The preliminary agreement will also require the town’s authority to pay the three beach associations —Old Colony Beach, Miami Beach and Old Lyme Shores Beach — about $66,000 to cover the town’s portion of engineering and legal expenses already incurred by the beach associations.
“We’re paying our apportioned share of the last seven years of work that the private beach associations have done to get to where they are,” Prendergast said. “They’re asking us, as part of the agreement to joining them, that we pay a portion of what we would owe if we join them full on, as a way of showing good faith and a way of showing that we’re going to be committed to joining them.”
Prendergast said the $66,000 breaks down to about 30 percent planning and 70 percent legal fees.
“The planning is to build the pump house. The legal is to form the cost-sharing agreements, the intermunicipal agreements with East Lyme and New London, and for some private easements,” he said.
Prendergast presented the preliminary agreement to the Board of Selectmen at their Monday night meeting, seeking signed approval from First Selectman Timothy Griswold.
“The WPCA had voted that its chair or vice chair could sign the agreement to join the cost sharing agreement if the selectmen agree to sign it,” Prendergast said.
The Board of Selectmen did not sign the agreement but opted instead to send it to the Board of Finance and to the town attorney, Michael Carey of Suisman Shapiro, for further analysis and vetting.
Griswold said the agreement could be ready to sign around the time of the Board of Finance meeting.
“It’s being hammered out by an attorney for the three beaches and the town’s attorney, so once they’re in agreement, then we’ll get word back from the attorney that it’s all set. That should be about the same time frame as it would be to attend the Board of Finance which is two weeks hence,” Griswold said Tuesday night.
Prendergast said he was ready to present the preliminary agreement to the Board of Finance on June 16.

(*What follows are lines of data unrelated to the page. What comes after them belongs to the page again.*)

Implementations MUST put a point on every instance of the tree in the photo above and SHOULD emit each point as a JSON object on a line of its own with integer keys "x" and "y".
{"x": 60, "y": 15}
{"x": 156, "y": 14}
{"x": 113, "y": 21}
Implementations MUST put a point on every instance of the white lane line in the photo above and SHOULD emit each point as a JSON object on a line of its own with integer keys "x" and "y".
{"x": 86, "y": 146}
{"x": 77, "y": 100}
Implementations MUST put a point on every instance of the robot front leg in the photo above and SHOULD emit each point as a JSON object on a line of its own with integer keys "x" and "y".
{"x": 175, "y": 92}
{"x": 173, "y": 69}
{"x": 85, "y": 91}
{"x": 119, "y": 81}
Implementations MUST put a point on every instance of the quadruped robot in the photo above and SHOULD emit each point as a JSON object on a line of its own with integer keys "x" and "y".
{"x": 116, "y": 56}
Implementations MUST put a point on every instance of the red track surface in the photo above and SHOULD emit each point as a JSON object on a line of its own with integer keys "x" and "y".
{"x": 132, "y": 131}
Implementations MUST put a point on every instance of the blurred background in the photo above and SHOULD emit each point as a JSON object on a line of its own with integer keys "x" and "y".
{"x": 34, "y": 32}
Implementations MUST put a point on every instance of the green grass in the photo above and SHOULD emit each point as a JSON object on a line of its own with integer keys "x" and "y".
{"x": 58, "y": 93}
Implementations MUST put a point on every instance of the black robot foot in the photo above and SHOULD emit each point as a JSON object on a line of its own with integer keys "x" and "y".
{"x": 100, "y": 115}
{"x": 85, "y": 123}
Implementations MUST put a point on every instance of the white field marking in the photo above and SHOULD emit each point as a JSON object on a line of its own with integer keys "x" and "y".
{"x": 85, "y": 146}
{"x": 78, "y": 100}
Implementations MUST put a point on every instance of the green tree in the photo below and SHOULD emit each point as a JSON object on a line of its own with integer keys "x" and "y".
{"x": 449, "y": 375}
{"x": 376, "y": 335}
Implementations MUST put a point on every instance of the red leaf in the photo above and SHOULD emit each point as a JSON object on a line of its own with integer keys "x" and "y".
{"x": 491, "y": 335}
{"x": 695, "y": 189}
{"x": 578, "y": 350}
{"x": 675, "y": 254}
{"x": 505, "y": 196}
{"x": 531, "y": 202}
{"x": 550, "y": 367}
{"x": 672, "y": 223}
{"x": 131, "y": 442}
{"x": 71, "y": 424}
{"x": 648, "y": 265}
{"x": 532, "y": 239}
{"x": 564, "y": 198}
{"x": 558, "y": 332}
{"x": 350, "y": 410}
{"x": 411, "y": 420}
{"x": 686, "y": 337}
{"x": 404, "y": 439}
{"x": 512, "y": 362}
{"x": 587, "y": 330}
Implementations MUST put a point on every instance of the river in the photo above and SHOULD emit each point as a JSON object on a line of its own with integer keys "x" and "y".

“We’ll go to the Board of Finance and we’ll answer their questions and see what their concerns are,” he said. “They’re afraid that there will be some huge amount of money that the town will have to budget for until we get our reimbursements, which I’ve explained, that’s not the case.”
The presentation is considered pro forma, said Andrew Russell, chair of the Board of Finance, by phone Tuesday night.
“We haven’t seen the whole thing yet, but our discussion on the 16th is about shifting some of their current year budget items from certain line items that are not going to be needed anymore into predominantly legal fees for them to get that agreement finalized,” he said. “So it’s really not that we have concern about the agreement, it’s more of a procedural thing for us.”
The preliminary agreement is the first step toward building a sewer system for all parties without duplication of effort and cost, said Prendergast.
“The analogy I use is carpooling. If we buy one car, we all share it versus we buy two cars and we park them next to each other,” he said.
This story has been edited to clarify that no “vote” was taken to send the draft agreement to the Board of Finance and town attorney. The board rather “opted” to send the draft agreement to the Board of Finance and town attorney.